C’est toujours très intéressant d’aller le dimanche matin au Nouveau Siècle pour assister aux conférences des Universités Populaires. Grâce à ces réunions du troisième âge, j’ai pu voir le très célèbre historien André Kaspi, dont les travaux sur les Etats-Unis m’ont beaucoup servi, François Chérèque, qui est venu en plein mouvement anti-cpe, et donc il n’y a pas longtemps, le 17 décembre, André Glucksmann venant déblatérer ses idées restreintes sur la liberté.
En général, je me ramène toujours dix minutes en retard, quand la caisse est remballée, et me faufile discrètement dans l’amphithéâtre pour ne pas avoir à payer. Mais cette fois-ci, ma technique très astucieuse a failli ne pas marcher. Une hôtesse m’attendait à l’entrée et voulut vérifier ma carte de membre. Ni une ni deux, un petit sourire et hop, la porte m’était ouverte « exceptionnellement ».
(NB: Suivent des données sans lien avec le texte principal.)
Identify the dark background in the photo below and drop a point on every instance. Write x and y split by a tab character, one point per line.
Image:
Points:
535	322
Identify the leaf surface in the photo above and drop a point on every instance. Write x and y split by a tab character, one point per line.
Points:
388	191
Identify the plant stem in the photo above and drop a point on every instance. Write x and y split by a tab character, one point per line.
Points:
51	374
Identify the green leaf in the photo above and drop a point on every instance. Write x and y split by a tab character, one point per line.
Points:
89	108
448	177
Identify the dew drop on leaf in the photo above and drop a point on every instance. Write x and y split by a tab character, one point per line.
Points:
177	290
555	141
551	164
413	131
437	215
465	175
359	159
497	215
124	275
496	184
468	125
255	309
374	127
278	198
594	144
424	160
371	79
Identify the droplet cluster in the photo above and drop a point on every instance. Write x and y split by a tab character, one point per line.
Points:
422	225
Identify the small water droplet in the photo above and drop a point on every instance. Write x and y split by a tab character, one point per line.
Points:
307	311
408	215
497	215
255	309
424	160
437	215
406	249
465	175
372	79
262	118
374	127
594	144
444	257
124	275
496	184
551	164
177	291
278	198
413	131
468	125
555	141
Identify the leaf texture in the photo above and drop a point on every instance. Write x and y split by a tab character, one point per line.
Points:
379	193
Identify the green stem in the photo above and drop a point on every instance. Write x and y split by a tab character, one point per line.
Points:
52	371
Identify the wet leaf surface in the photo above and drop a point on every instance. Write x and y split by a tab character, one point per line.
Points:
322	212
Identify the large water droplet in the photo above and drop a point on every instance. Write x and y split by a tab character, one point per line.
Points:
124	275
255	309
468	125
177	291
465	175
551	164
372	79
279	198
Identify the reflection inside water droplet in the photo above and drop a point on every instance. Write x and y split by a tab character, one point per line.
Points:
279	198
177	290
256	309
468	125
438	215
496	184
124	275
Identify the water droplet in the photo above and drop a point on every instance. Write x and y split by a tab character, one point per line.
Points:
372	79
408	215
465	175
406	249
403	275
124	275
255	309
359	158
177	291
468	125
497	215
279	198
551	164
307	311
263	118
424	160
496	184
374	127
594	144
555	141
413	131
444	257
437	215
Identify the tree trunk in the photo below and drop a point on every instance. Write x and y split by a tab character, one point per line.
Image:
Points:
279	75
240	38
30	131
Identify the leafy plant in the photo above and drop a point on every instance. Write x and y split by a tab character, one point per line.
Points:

André Glucksmann ! Il est gentil mais un peu bête quand même… pourquoi ? Je m’explique :
- Comment peut-il traiter de la liberté sans aborder une seule fois, durant l’heure et demi de conférence, le thème de la manipulation des masses qu’elle soit consciente ou inconsciente, directe ou indirecte ? Pour lui, la liberté est juste le résultat de la réalisation de nos désirs. Si l’on a ce qu’on veut et si l’on fait ce qu’on veut, nous sommes libres… C’est idiot, n’est-ce pas ? Quand nos désirs sont dictés par les images, par les scènes de vie d’autrui, comment affirmer que nous sommes libres ? l’écran plat de télévision, n’est-il pas une invention de besoin ? Même les plus rebelles, les plus anarchistes sont en proie aux contraintes de leur étiquette. Ils ne sont pas libres et déclarent savourer leur liberté…
- Par le biais de Montaigne, Glucksmann parle de la liberté exclusive dans la mort. Apprendre à mourir c’est être libre car face à la mort, personne ne part avantagé. C’est bien vu… Mais alors pourquoi ne s’intéresse-t-il pas aux philosophies orientales qui considèrent la mort comme une réflexion quotidienne ? Les samouraïs, par exemple, voient, tout comme Montaigne, leur liberté propre dans la mort. Etre libre de mourir. Mais cette liberté ne s’obtient pas comme cela. Apprendre à tuer c’est apprendre à mourir. Etre libre de tuer c’est être libre de mourir, voilà, selon le Bushido, la liberté dans son absolu. Peut-être que cette liberté de l’assassin ne colle pas trop avec la liberté occidentale de Glucksmann qui, finalement, se matérialise beaucoup trop dans le cadre d’une société, d’une démocratie et donc comme une vision restreinte de la liberté de l’humanité. Pourquoi ne parle-t-il pas du meurtre comme condition de la liberté ?
Je n’ai malheureusement pas pu lui poser toutes ces questions, puisque aucun débat n’a été engagé, et que, compte tenu de ma situation de profiteur abusif, il ne fallait pas trop que je me fasse remarquer…
C’était Jack de L’Error pour le Déco.